McCourt échangera avec des chefs d'entreprise et des élus, à commencer par le maire de la ville, Benoît Payan (PS). « Il a pris les mesures pour venir à Marseille en toute tranquillité », explique un dirigeant phocéen. Ces derniers mois, à travers sa posture et des déclarations brutales, Eyraud s’était coupé de tous les réseaux locaux, économiques, artistiques, culturels, associatifs et politiques.
Après la mise en demeure des groupes, la semaine dernière, Payan lui avait demandé de « calmer le jeu » et avait soutenu matériellement la conférence de presse des leaders d’association, au Palais du Pharo, vendredi dernier. « C’est un soulagement », expliquait ainsi hier soir Christian Cataldo, le boss des Dodgers du virage nord, qui craignait que JHE « efface 35 ans d’histoire du club » en délogeant les groupes du Vélodrome, où ils rassemblent plus de 25 000 fidèles à chaque match.
Sampaoli et le retour du foot
Le dernier point du communiqué, et pas des moindres, voit aussi le retour à des ambitions plus modestes, un recentrement sur le sportif, loin du « tout digital » cher à JHE, de la « fan experience » et des nombreuses leçons adressées à un milieu du foot circonspect. En parlant de Longoria, le nouveau président, McCourt a déclaré : « Sa principale priorité sera de remettre le football au cœur de l’OM. » Eyraud voulait faire du club une entreprise comme les autres, Longoria devra juste en faire... un club de foot. « Avec l’investissement non-négligeable sur un nouveau coach, McCourt a voulu le mettre dans les meilleures conditions possibles », confie un conseiller de l’actionnaire.
Officiellement nommé hier, Sampaoli, qui s’est engagé jusqu’en 2023 mais ne sera pas sur le banc marseillais demain (il doit arriver ces prochains jours en provenance du Brésil et potentiellement observer une période d’isolement), a eu des mots vibrants : « On m’a dit toute ma vie que l’OM est une passion. Que le Vélodrome s’allume quand l’équipe se rend au stade . Marseille est un club du peuple et je me sens moi-même dans cette chaleur. On n’est pas là pour se cacher : on va jouer dur. Quand j’ai reçu cette proposition, je rêvais de pouvoir faire la fête dans la ville. Dans le monde, il y a des endroits calmes et des endroits intenses. Ce sont ces derniers que je veux et j’ai accepté sans hésiter. Ce club a une âme c’est pour cela que nous sommes ici. Nous sommes prêts. »

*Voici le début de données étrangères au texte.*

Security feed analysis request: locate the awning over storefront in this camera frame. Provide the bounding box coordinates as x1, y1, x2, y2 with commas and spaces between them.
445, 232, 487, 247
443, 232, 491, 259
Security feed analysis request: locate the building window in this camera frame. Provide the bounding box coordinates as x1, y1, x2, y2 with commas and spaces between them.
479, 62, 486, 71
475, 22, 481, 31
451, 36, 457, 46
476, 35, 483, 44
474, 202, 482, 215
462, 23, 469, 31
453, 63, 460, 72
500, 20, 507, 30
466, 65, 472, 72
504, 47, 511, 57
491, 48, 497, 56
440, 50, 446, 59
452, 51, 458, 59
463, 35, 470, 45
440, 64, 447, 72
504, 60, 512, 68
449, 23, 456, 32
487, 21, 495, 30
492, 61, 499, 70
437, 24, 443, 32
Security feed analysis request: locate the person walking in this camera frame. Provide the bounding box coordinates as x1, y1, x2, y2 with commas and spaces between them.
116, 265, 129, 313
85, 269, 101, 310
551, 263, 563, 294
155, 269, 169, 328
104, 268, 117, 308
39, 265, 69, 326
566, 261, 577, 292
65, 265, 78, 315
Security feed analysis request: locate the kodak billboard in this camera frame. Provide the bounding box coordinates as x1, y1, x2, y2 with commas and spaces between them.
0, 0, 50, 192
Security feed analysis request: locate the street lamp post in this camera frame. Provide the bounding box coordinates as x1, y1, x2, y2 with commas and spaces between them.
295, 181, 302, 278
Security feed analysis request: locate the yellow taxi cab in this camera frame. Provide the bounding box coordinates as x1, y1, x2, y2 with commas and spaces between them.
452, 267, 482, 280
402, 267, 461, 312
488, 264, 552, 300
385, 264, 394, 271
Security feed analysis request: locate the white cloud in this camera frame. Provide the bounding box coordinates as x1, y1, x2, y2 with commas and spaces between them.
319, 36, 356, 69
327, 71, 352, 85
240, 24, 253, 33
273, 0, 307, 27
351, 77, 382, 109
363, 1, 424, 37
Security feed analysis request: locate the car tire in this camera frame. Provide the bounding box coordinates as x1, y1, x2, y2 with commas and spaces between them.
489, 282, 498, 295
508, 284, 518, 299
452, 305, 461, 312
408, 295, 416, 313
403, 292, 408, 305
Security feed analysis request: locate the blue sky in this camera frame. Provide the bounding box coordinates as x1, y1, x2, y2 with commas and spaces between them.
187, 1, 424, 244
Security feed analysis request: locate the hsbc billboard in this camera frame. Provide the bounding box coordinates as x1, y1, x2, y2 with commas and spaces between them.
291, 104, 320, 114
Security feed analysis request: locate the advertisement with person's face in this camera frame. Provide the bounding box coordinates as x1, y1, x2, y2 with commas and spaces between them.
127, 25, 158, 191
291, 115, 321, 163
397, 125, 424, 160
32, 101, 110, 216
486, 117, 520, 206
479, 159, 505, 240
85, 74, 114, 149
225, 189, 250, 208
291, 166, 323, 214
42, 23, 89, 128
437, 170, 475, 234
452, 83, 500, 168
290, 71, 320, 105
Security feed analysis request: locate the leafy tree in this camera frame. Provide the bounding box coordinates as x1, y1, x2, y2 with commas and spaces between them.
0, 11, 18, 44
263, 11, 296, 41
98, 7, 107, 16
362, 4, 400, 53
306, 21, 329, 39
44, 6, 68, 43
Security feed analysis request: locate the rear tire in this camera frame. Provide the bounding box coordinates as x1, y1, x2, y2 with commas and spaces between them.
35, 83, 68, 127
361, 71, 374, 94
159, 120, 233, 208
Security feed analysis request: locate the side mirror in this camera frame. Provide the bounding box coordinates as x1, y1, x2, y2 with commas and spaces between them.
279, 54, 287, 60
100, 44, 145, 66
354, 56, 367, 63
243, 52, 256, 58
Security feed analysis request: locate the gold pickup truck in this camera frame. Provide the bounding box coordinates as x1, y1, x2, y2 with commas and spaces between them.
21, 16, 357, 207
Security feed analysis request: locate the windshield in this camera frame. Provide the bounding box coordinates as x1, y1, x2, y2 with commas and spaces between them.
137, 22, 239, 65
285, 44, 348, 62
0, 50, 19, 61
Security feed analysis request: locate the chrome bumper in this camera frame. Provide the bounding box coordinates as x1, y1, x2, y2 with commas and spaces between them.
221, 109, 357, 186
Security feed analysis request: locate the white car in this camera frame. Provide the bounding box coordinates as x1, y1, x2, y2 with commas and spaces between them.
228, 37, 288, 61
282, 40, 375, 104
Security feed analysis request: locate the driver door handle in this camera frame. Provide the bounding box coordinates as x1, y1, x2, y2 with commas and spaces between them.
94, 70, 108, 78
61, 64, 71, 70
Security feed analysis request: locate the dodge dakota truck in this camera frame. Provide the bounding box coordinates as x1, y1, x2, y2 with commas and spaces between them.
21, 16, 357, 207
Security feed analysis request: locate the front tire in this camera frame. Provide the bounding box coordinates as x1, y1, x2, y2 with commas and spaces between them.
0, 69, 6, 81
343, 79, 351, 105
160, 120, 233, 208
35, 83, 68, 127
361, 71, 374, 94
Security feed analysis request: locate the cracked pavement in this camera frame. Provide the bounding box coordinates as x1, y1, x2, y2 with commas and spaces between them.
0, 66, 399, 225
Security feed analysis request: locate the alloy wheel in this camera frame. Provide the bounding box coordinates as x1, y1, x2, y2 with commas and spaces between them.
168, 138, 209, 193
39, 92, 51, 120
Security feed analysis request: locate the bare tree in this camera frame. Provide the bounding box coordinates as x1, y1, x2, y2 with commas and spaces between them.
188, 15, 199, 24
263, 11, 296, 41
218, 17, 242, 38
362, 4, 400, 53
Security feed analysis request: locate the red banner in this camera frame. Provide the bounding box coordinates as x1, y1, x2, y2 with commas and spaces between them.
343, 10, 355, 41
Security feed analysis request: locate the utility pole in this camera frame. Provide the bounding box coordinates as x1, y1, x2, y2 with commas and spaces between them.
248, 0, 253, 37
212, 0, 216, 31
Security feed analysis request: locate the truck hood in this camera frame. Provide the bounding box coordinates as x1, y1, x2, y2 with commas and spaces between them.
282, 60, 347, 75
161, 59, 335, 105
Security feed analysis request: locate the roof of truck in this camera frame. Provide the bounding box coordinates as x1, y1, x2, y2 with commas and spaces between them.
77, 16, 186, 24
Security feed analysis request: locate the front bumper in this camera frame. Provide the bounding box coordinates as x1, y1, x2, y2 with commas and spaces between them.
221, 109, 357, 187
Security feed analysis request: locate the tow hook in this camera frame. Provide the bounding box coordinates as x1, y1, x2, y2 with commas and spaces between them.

Ces dernières semaines, on se demandait comment fonctionnerait la relation entre l’entraîneur argentin de 60 ans, disciple testostéroné de Marcelo Bielsa, et Eyraud, qui se moquait ouvertement de l’échec d’« El Loco » à Lille, en novembre 2017, se félicitant de ne l’avoir pas repris à Marseille, ou trouvait que Villas-Boas était un entraîneur d’« une insécurité absolue ». McCourt a vite répondu à la question.